Dr. Salau stated that a curriculum which made Clinical Legal Education compulsory for all Law Faculties in Nigeria to have a Law Clinic and to adopt a Clinical Legal Education as a course had been adopted by the Nigerian Universities Commission in its guidelines for minimum standard for Law Faculties in Nigeria and “it was also encompassed in the accreditation guidelines for the Council of Legal Education”.
He explained that Clinical Legal Education was a learning method which focused on enabling students to understand how the law works in action. Dr. Salau disclosed that it was a practical approach to legal studies whereby law students are exposed to simulated and real live cases and clients, and as such, the trainees could think, conduct his/herself and perform as lawyers.

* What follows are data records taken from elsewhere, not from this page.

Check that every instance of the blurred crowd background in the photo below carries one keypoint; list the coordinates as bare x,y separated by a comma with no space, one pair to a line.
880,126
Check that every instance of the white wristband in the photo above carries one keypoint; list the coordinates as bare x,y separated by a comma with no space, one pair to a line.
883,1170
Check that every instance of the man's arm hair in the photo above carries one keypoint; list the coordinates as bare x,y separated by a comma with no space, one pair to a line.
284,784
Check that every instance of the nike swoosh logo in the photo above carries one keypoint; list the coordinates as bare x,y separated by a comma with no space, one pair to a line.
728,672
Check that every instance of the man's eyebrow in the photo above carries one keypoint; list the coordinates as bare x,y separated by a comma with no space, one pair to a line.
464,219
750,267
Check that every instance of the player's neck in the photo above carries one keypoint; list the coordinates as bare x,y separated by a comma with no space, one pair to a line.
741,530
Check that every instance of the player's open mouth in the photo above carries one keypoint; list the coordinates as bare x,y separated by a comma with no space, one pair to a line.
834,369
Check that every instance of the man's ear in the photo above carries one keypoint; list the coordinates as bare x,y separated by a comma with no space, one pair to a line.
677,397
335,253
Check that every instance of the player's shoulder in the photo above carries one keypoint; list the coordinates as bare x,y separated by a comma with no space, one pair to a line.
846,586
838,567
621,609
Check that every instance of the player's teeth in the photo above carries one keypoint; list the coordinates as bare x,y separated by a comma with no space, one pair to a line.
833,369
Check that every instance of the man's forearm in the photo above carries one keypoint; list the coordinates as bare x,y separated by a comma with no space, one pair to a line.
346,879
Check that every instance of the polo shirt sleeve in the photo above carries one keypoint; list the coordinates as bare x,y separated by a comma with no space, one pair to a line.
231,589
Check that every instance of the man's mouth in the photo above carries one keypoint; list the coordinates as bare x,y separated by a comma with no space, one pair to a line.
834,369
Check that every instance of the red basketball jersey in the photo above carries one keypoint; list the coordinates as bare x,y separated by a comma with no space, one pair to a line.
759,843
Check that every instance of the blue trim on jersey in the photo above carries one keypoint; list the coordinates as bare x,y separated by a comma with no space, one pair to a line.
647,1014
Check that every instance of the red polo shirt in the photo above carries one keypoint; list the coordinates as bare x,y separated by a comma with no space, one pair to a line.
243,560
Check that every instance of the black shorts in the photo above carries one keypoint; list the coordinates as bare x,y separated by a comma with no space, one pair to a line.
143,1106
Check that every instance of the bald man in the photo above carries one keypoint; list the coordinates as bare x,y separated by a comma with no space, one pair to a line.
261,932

He emphasized that the essence of these clinical training by NULAI and Law Faculties was the need to expose prospective lawyers to an on-the-job training ahead of their prospective legal careers and inculcate in them skills, values and competences as prospective lawyers.
Making reference to OOU, Dr. Salau disclosed that the OOU Law Clinic has been attending to live cases from members of the University Community and the public. He stated further that the Law Clinic played a mediatory role most of the time when dealing with civil cases.
On the administration of criminal justice in Nigeria, the Coordinator was of the view that the Law clinic played a vital role in criminal matters with respect to pre-trial or awaiting trial detainees.
Speaking further on Nigeria’s Administration of General Justice Act of 2015 ACJA 2015), Dr. Salau was of the view that the law had gone a long way to prevent arbitrary arrests, decongest the prisons, safeguard the rights of pre-trial detainees and generally advance citizen’s rights as required by international human rights norms.
Dr. Salau, thereafter revealed that the OOU Law Clinic was currently implementing a project on access to justice for pre-trial detainees at Ijebu-Ode and Shagamu Correctional Centres in Ogun State.
In his closing remarks, the Vice-Chancellor, Professor Ganiyu Olatunde commended the organizers, the Guest Speaker and other participants for a job well done. He implored the Law Clinic to extend the knowledge of the law and the communique of the Workshop to members of the University Community considering the importance of issues discussed in relation to our daily activities.